In reviewing my first show of the 2013 Fringe, Private School, I levied a complaint I often feel compelled to make about Fringe shows: it just tried to do too much. (Maybe it’s no surprise that many reviewers of my own Fringe show, last year, complained that I tried to do too little.)
Why, then, do I tend to gravitate towards multi-chapter Fringe shows? Maybe it’s because, by steering into the skid, companies staging anthologies of mini-plays are forced to embrace the crucial formula for making a Fringe show work: they establish milieu quickly, then glory in character-driven details. Such is the case with the brisk, satisfying Promiscuous Fiction, an adaptation of five short stories by the cult-favorite writer Jonathan Lethem.
The show starts slowly: The Spray, adapted by Rob Reese and directed by Sean Dillon, makes its point about physical and emotional baggage successfully but without much grace. It’s followed by the lethargic Planet Big Zero, adapted by Amber Preston and directed by Emma Gochberg; though I haven’t read the original, this itchy, open-ended angst seems better suited to the page than the stage.

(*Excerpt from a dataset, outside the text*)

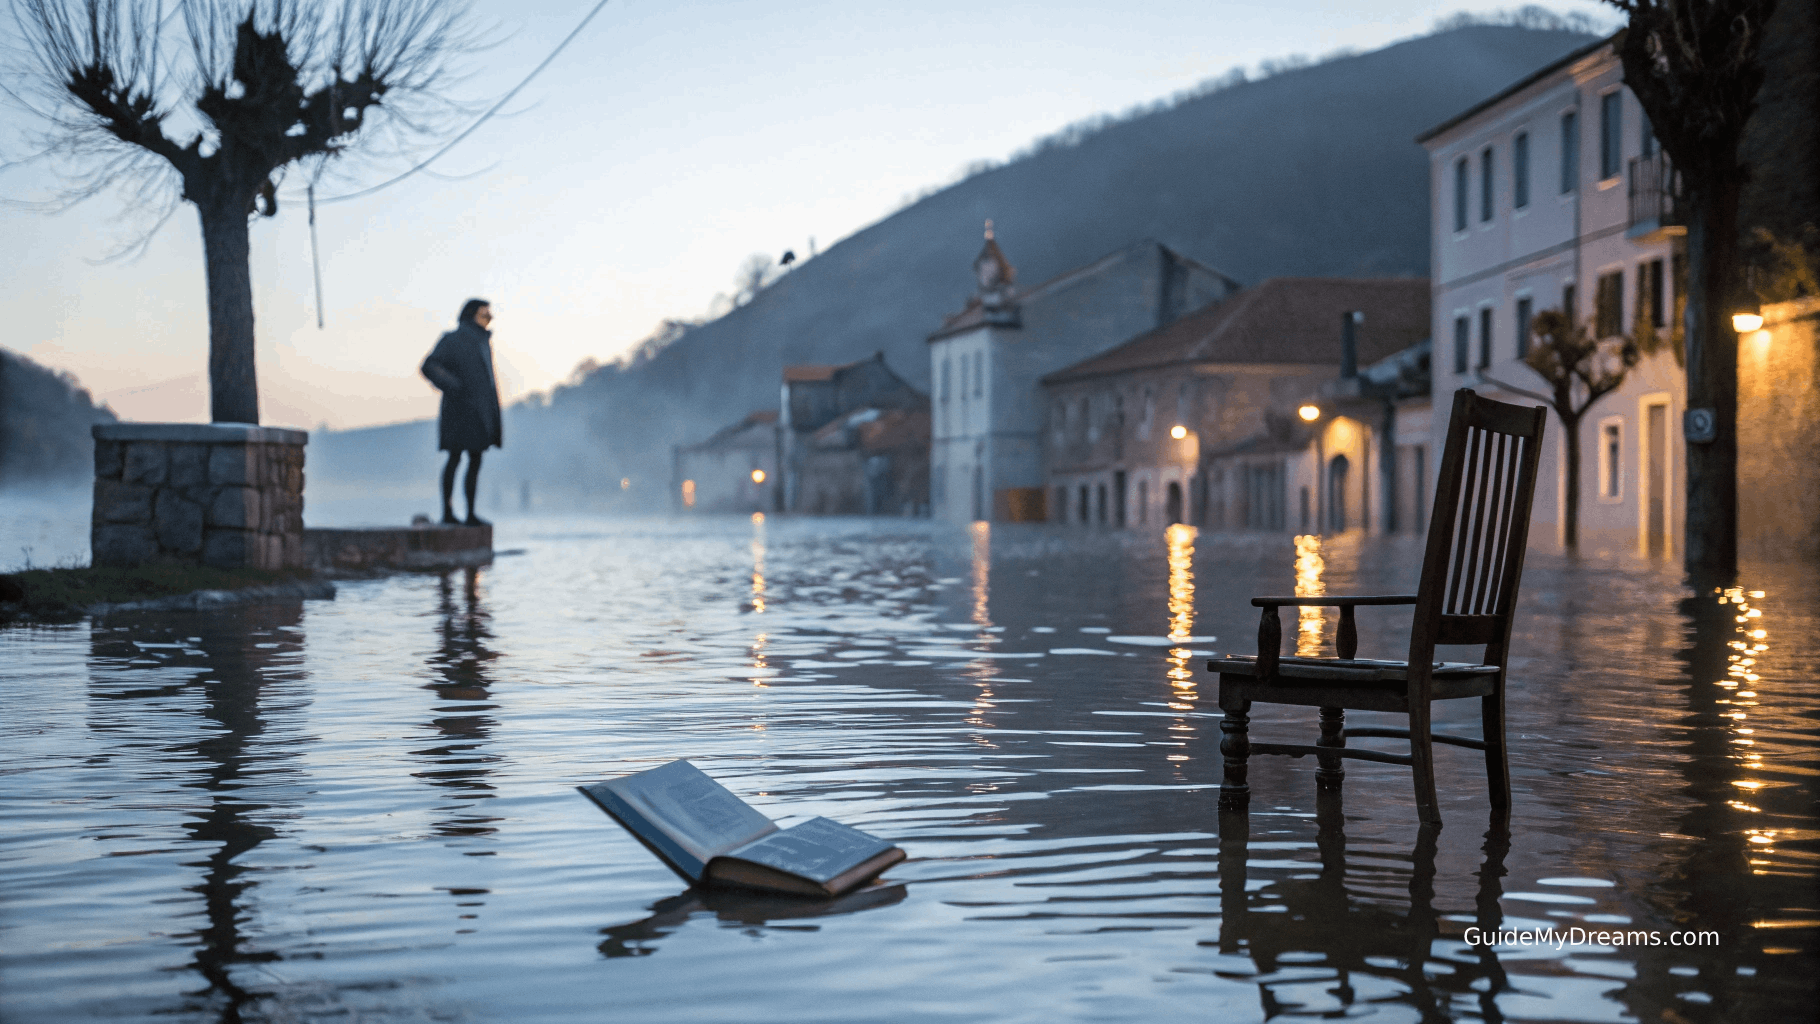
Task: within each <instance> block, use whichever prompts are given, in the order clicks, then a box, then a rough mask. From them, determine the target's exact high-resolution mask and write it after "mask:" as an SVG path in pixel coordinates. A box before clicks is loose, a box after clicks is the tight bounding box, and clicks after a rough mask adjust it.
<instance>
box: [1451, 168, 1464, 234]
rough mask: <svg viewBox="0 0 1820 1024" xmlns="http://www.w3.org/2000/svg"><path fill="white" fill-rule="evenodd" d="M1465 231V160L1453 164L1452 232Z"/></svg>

Things kick into gear, though, with Crab’s Last Stand, adapted by Tom Reed and directed by Brandon Bruce. The piece’s conceit and theme are perhaps the simplest among these stories, but for a ten-minute playlet, that’s just fine. Ryan Robert Nelson runs away with the show in the role of Crab, a washed-up pop culture personality (and, literally, a crab) who thinks he can find redemption on reality TV. Nelson’s detailed, consistently funny performance is reason enough to buy a ticket.
The show concludes with Inadequate Passion, adapted by Zach Coulter and directed by Dillon. (The fifth story, Dillon’s Holidays, parts 1-5, is a light piece that’s interspersed among the others.) It’s an ambitious story to pull off in ten minutes—the fall and rise of a couple’s relationship, played out against the backdrop of the end of the world as we know it—and, a bit miraculously, Coulter and Dillon along with actors Bruce and Gochberg pull it off.
Those in search of some brainy but also chuckle-worthy Fringing are well-advised to find their way to the Rarig basement for this memorable quintet.